In a similar vein, Netflix’s potential issues are focused and specific.
In a significant blow to the company, Walt Disney Co (NYSE:DIS) announced in August that it would be pulling content and starting its own streaming service. This puts a gaping hole in Netflix’s content channel targeting younger consumers, which form a significant portion of its viewing audience (as any parent with young kids will attest).
Furthermore, the pending AT&T Inc. (NYSE:T)/Time Warner Inc (NYSE:TWX) deal could deliver a stinging threat on two separate fronts. For one, the new entity would increase competition by way of delivering established content via brand name producers like HBO and CNN.
Secondly, AT&T owns the fiber pipes, which means it could theoretically provide preferential delivery of its own content. There’s nothing that ruins an online viewing experience more than latent connection speeds. Netflix would be at risk because it owns none of the infrastructure that keeps its business model running smoothly.
Finally, there’s Google. In a surprise move two weeks ago, the company announced Executive Chair and CEO Eric Schmidt would be resigning effectively immediately and transitioning to a “technical advisor” role. Schmidt first joined Google as CEO in 2001, back when the company only had several hundred employees, and became its executive chairman 10 years later. (Source: “Eric Schmidt is stepping down as the executive chairman of Alphabet,” CNBC, December 21, 2017.)
Of course, surprise moves at this level don’t happen spontaneously.
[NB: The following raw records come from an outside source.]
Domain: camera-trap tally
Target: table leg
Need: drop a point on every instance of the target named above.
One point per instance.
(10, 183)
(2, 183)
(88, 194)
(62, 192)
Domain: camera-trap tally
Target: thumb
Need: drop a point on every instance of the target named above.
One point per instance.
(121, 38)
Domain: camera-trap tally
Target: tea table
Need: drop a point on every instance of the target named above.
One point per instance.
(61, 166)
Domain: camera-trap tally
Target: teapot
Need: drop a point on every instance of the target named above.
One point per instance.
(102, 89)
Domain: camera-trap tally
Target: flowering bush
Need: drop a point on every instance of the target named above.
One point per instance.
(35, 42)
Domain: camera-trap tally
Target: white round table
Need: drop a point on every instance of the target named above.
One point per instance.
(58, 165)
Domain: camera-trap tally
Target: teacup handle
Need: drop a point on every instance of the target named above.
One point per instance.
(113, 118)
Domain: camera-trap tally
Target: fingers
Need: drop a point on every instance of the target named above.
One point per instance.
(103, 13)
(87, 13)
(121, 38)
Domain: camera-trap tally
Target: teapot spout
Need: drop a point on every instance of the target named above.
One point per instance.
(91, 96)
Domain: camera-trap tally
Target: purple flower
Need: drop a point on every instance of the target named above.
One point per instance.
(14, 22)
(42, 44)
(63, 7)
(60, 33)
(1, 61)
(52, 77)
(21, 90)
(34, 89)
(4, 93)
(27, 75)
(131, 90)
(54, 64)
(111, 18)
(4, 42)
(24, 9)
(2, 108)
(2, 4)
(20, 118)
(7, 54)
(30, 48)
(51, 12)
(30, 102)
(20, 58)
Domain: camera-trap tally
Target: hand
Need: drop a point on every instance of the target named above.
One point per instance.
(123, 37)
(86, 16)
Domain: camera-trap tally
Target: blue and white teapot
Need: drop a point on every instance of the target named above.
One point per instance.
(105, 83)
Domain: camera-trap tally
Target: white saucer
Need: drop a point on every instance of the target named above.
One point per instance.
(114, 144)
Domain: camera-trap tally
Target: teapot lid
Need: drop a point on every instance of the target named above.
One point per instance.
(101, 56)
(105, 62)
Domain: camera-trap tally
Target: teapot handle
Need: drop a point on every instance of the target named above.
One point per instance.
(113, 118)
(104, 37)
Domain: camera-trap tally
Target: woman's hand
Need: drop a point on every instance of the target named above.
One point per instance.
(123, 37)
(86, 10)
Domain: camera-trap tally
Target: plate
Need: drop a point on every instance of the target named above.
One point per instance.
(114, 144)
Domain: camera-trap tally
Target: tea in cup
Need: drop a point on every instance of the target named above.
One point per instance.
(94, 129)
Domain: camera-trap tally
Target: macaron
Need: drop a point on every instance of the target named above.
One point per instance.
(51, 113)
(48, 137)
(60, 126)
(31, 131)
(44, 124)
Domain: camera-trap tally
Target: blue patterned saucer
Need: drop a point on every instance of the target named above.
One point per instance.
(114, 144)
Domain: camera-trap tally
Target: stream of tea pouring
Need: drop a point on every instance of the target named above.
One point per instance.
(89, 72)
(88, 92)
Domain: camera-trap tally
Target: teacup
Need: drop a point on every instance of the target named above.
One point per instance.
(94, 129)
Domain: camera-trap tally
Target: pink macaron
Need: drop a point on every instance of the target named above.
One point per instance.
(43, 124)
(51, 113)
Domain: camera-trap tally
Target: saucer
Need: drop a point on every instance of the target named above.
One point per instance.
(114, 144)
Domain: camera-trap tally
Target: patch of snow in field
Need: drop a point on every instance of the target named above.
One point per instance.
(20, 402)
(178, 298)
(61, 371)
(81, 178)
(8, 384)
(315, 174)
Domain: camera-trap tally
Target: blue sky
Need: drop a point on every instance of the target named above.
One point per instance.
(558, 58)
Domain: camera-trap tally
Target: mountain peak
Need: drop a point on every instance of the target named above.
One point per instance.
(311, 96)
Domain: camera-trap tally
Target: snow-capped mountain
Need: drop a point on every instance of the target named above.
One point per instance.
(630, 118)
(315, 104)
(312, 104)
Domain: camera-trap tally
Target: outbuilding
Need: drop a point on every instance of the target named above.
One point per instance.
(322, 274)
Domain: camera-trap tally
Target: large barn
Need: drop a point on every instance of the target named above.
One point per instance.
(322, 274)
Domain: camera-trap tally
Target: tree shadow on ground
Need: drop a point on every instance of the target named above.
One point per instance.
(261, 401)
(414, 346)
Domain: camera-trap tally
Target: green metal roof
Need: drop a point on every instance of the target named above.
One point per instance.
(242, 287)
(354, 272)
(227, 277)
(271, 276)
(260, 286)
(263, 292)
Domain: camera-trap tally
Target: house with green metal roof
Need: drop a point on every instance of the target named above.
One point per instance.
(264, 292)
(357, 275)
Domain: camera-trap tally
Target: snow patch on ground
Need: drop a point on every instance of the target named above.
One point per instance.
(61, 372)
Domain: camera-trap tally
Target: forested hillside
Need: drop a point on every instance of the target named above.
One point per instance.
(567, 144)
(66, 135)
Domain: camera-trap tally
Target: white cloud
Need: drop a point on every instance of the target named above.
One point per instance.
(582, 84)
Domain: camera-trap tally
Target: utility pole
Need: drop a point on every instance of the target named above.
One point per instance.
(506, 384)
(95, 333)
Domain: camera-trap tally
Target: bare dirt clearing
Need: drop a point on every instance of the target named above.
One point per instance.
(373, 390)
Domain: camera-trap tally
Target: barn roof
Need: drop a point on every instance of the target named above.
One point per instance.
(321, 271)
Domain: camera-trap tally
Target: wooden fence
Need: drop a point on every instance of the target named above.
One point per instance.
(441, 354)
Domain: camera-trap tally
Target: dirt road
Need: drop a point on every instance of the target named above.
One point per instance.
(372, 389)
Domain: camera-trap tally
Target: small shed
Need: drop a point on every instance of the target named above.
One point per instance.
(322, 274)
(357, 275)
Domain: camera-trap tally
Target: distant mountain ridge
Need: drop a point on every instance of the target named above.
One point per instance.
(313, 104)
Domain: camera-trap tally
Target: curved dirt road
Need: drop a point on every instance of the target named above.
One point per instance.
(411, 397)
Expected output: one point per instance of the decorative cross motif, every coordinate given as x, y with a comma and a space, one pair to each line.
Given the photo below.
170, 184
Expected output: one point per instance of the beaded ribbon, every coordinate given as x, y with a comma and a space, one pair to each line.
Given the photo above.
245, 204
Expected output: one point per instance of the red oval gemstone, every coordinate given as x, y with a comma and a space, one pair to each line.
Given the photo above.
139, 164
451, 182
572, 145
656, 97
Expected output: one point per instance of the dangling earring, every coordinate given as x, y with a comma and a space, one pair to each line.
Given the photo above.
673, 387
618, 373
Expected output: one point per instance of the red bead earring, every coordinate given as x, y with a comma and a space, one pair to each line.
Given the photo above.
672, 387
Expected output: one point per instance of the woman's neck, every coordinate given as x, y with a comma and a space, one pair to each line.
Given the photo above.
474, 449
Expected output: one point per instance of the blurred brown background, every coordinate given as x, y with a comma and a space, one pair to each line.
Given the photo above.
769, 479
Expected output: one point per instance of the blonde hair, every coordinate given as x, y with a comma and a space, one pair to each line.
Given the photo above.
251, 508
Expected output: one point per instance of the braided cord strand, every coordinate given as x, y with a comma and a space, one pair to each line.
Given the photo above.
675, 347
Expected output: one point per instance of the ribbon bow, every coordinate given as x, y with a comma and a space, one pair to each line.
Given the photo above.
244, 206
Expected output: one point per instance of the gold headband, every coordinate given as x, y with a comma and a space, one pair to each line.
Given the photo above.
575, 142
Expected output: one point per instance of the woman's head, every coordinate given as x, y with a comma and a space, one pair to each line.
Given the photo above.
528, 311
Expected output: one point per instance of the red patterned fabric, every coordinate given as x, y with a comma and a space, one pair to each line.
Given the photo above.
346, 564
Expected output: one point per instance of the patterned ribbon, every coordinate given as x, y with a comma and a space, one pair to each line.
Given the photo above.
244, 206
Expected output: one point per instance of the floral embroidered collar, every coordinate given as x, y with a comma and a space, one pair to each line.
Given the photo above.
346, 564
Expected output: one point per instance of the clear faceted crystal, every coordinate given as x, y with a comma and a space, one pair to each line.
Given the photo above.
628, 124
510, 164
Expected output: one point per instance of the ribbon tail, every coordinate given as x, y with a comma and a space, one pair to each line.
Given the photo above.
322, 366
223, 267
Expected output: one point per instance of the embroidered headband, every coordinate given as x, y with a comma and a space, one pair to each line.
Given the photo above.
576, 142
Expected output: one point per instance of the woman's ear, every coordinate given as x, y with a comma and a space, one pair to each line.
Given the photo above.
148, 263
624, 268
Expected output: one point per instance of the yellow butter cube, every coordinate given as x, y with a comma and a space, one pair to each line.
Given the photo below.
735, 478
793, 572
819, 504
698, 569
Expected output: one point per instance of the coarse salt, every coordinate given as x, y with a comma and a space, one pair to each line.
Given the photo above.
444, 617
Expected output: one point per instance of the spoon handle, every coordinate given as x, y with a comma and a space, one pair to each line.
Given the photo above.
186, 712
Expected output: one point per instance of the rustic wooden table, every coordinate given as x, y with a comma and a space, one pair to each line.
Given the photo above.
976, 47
Whether there is specific non-public reasoning is unclear. Regardless, Schmidt’s resignation could, at the very least, threaten Alphabet’s profit growth for a few quarters as the company’s new leader forges ahead with his or her new vision.
With all the serious challenges facing Big Tech, investors should be cautious. After all, it was Big Tech that led the market up in the first place. Should the FANG stocks stall or falter, the market will need new leadership candidates to keep equity prices marching higher. Given extremely frothy valuations and the current trajectory of the business cycle, it’s hard to envision where that leadership comes from.
Please note, this isn’t a specific call to action. The old axiom “the market can stay irrational longer than you can stay solvent” is more prescient than ever. But given the extreme challenges Big Tech is facing on multiple fronts this year, it may be a good time to take profits. We think it’s unwise to be overexposed to equities when the market leaders responsible for the greatest stock market ever start breaking down.